T4Texas said: I also struggle with languages alot. I took 2 years of spanish in highschool and didnt learn shit.
But, I spent 3.5 months in south america speaking spanish every single day and after being immersed in it like that I learned more than all my 2 years in highschool! Immersion is key
This is true. I envy people who've gained a good level of English without it, but in truth the methods of language teaching throughout the English speaking world leaves a hell of a lot to be desired.
These days I would say I'm near fluent in Spanish, I have a decent level in Portuguese too (even if the pronunciation does my head in, and often I end either using words that are Spanish or too nervous to say something because I fear doing that! But I'm getting there, slowly).
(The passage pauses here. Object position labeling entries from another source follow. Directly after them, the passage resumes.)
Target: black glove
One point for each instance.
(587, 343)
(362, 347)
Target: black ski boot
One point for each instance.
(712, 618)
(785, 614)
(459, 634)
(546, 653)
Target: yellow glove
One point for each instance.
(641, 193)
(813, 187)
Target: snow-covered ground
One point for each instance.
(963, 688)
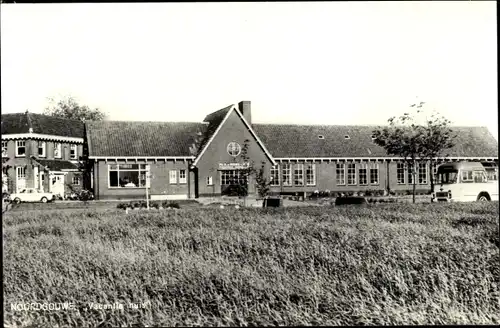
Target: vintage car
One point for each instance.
(464, 182)
(32, 195)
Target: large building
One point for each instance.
(42, 152)
(179, 160)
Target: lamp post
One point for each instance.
(148, 183)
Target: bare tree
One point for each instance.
(68, 107)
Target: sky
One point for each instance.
(340, 63)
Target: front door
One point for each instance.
(57, 184)
(233, 182)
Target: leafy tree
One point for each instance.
(416, 138)
(68, 107)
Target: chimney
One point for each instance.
(246, 110)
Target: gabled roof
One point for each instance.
(20, 123)
(216, 121)
(136, 139)
(290, 141)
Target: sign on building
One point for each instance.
(233, 166)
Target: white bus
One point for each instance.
(465, 182)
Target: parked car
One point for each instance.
(464, 182)
(32, 195)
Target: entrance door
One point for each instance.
(42, 181)
(233, 182)
(57, 184)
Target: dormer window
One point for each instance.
(20, 148)
(4, 148)
(57, 150)
(72, 152)
(41, 149)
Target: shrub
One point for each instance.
(351, 200)
(121, 206)
(167, 204)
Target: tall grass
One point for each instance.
(393, 264)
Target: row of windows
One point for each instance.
(293, 174)
(42, 149)
(21, 175)
(305, 174)
(135, 175)
(405, 173)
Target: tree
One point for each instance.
(261, 182)
(68, 107)
(416, 138)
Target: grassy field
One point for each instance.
(389, 264)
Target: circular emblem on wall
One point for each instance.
(233, 148)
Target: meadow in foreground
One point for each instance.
(393, 264)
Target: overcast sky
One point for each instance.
(309, 63)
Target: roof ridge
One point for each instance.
(149, 122)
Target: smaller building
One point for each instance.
(42, 152)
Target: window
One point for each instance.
(479, 176)
(363, 179)
(72, 152)
(41, 148)
(127, 175)
(287, 174)
(275, 176)
(57, 150)
(311, 174)
(173, 177)
(233, 177)
(467, 177)
(182, 176)
(492, 174)
(401, 173)
(21, 178)
(76, 179)
(298, 175)
(20, 148)
(4, 148)
(410, 173)
(422, 173)
(374, 177)
(340, 174)
(351, 174)
(233, 149)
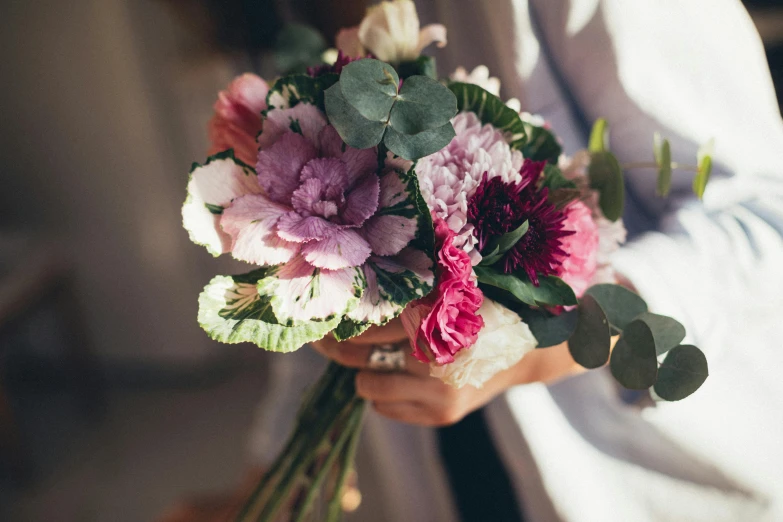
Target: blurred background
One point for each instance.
(113, 402)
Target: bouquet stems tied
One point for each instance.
(317, 458)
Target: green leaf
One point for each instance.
(620, 304)
(232, 311)
(540, 145)
(548, 329)
(418, 145)
(355, 130)
(667, 332)
(589, 345)
(422, 104)
(663, 158)
(291, 90)
(682, 372)
(297, 48)
(490, 109)
(554, 179)
(370, 86)
(423, 65)
(606, 177)
(599, 136)
(634, 363)
(550, 291)
(704, 169)
(347, 329)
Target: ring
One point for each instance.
(386, 358)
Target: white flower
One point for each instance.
(502, 343)
(391, 31)
(478, 76)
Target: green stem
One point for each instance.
(335, 511)
(346, 434)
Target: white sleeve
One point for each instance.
(693, 70)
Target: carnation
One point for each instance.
(450, 177)
(501, 344)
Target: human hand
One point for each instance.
(412, 396)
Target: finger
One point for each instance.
(345, 353)
(395, 387)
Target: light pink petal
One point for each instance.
(301, 292)
(362, 201)
(250, 222)
(303, 118)
(294, 227)
(344, 248)
(279, 166)
(348, 42)
(429, 34)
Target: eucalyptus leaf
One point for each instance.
(421, 105)
(663, 158)
(490, 109)
(682, 372)
(418, 145)
(540, 144)
(599, 136)
(370, 86)
(667, 332)
(355, 130)
(589, 345)
(606, 176)
(620, 304)
(549, 329)
(634, 360)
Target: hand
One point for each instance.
(414, 397)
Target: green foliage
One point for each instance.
(550, 291)
(490, 109)
(667, 332)
(540, 145)
(366, 108)
(633, 361)
(606, 177)
(620, 304)
(663, 158)
(589, 345)
(682, 372)
(297, 48)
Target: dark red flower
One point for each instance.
(498, 207)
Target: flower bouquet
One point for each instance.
(369, 189)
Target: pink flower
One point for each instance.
(445, 322)
(579, 267)
(237, 120)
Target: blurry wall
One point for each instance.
(103, 107)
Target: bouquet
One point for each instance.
(369, 189)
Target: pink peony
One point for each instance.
(579, 267)
(445, 322)
(237, 120)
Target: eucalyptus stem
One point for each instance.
(334, 511)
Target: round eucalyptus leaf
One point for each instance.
(606, 176)
(634, 363)
(355, 130)
(422, 104)
(370, 86)
(418, 145)
(620, 304)
(667, 332)
(589, 345)
(682, 372)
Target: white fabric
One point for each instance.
(691, 69)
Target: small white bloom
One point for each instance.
(502, 343)
(478, 76)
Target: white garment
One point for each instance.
(691, 69)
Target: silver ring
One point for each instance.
(386, 358)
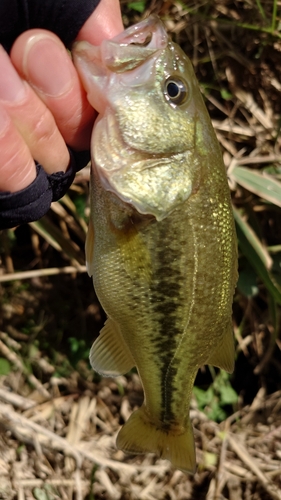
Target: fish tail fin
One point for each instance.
(141, 435)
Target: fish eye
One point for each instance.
(175, 90)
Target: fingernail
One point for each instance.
(4, 121)
(11, 85)
(48, 73)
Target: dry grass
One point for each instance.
(58, 421)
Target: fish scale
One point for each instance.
(161, 244)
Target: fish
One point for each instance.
(161, 244)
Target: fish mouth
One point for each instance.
(138, 42)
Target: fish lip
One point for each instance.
(137, 33)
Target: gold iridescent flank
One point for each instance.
(163, 256)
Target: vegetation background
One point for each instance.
(58, 419)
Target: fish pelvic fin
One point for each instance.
(141, 435)
(89, 249)
(224, 355)
(110, 355)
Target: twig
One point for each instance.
(248, 460)
(16, 400)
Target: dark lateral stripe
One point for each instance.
(167, 302)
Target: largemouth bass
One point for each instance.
(161, 244)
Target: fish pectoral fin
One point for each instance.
(109, 355)
(224, 355)
(141, 435)
(89, 249)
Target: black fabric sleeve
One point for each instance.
(63, 17)
(33, 202)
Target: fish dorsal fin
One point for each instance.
(89, 249)
(109, 355)
(224, 355)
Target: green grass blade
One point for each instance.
(256, 254)
(258, 183)
(56, 239)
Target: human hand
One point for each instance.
(43, 106)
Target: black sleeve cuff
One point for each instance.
(34, 201)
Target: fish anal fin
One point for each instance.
(109, 355)
(141, 435)
(224, 355)
(89, 249)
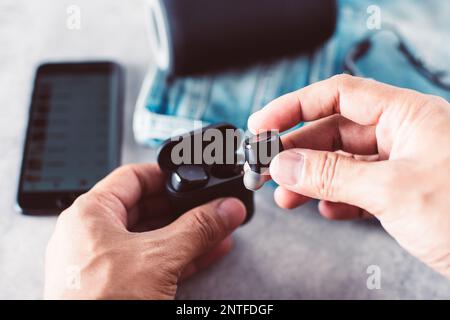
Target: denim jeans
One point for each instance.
(167, 105)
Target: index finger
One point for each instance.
(358, 99)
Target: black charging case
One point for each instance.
(224, 180)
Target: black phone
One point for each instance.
(73, 136)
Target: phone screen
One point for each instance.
(73, 131)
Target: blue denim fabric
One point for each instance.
(169, 105)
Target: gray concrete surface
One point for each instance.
(295, 255)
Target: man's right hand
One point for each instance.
(372, 149)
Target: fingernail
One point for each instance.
(232, 212)
(251, 122)
(286, 169)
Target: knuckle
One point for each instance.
(343, 80)
(207, 227)
(326, 172)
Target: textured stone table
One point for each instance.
(278, 255)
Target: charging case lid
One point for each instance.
(165, 159)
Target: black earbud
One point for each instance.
(189, 177)
(259, 151)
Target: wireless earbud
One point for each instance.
(259, 151)
(189, 177)
(209, 168)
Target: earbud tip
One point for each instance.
(253, 181)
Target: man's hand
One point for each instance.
(372, 149)
(93, 255)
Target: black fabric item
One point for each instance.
(209, 35)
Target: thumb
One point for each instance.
(328, 176)
(200, 229)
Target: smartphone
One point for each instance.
(73, 136)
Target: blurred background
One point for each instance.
(277, 255)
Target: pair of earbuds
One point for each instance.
(259, 151)
(188, 177)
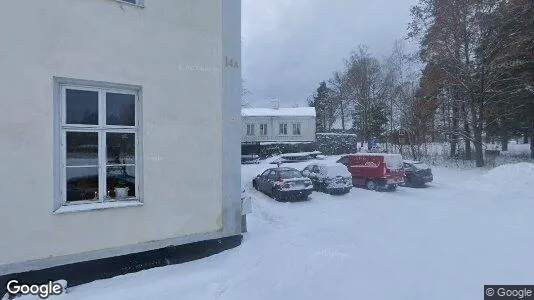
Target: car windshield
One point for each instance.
(420, 166)
(288, 174)
(334, 170)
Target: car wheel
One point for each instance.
(275, 195)
(370, 185)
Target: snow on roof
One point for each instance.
(268, 112)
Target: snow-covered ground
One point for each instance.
(466, 229)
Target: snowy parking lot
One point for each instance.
(466, 229)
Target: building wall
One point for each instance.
(307, 129)
(174, 51)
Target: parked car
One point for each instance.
(417, 174)
(329, 178)
(297, 157)
(250, 159)
(283, 184)
(375, 171)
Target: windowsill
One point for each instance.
(131, 4)
(96, 206)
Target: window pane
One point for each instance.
(82, 184)
(120, 148)
(120, 109)
(120, 182)
(82, 148)
(82, 107)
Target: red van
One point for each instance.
(375, 170)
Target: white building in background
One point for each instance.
(120, 134)
(277, 125)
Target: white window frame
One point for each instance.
(263, 129)
(139, 3)
(296, 126)
(284, 126)
(250, 129)
(60, 87)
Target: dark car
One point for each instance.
(417, 173)
(329, 178)
(283, 184)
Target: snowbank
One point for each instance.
(517, 174)
(509, 178)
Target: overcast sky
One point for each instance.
(289, 46)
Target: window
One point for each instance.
(272, 176)
(99, 138)
(263, 129)
(134, 2)
(250, 129)
(296, 129)
(283, 129)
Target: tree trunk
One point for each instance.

I did Irish for 14 years in school, and would honestly struggle to put a sentence together. French for 6 years in high school, but again, rubbish at it (another one where the pronunciation and phonetics kills me!). German for two years... not a clue! I did Chinese in my first year in Uni, and wow- if you can get your head around the tones, it's easy. Incredibly simple grammar. But, as with any language, you have to use it or lose it, and alas I fall into the latter camp. The script obviously put me off taking it further, even though I just about managed to get my head around reading it, I found writing it to any level beyond simply passing my course impossible.
I suppose in my experience it's been trial and error, all my aborted attempts have helped me, for sure you start to get the tools needed to make some progress... beyond that, it's really down to finding a language you like, that is reasonably easy for you to learn, and that you're going to use... and that's why Spanish has worked for me.
The immersion effect works too, it's sink or swim. It's a completely different process than classroom learning.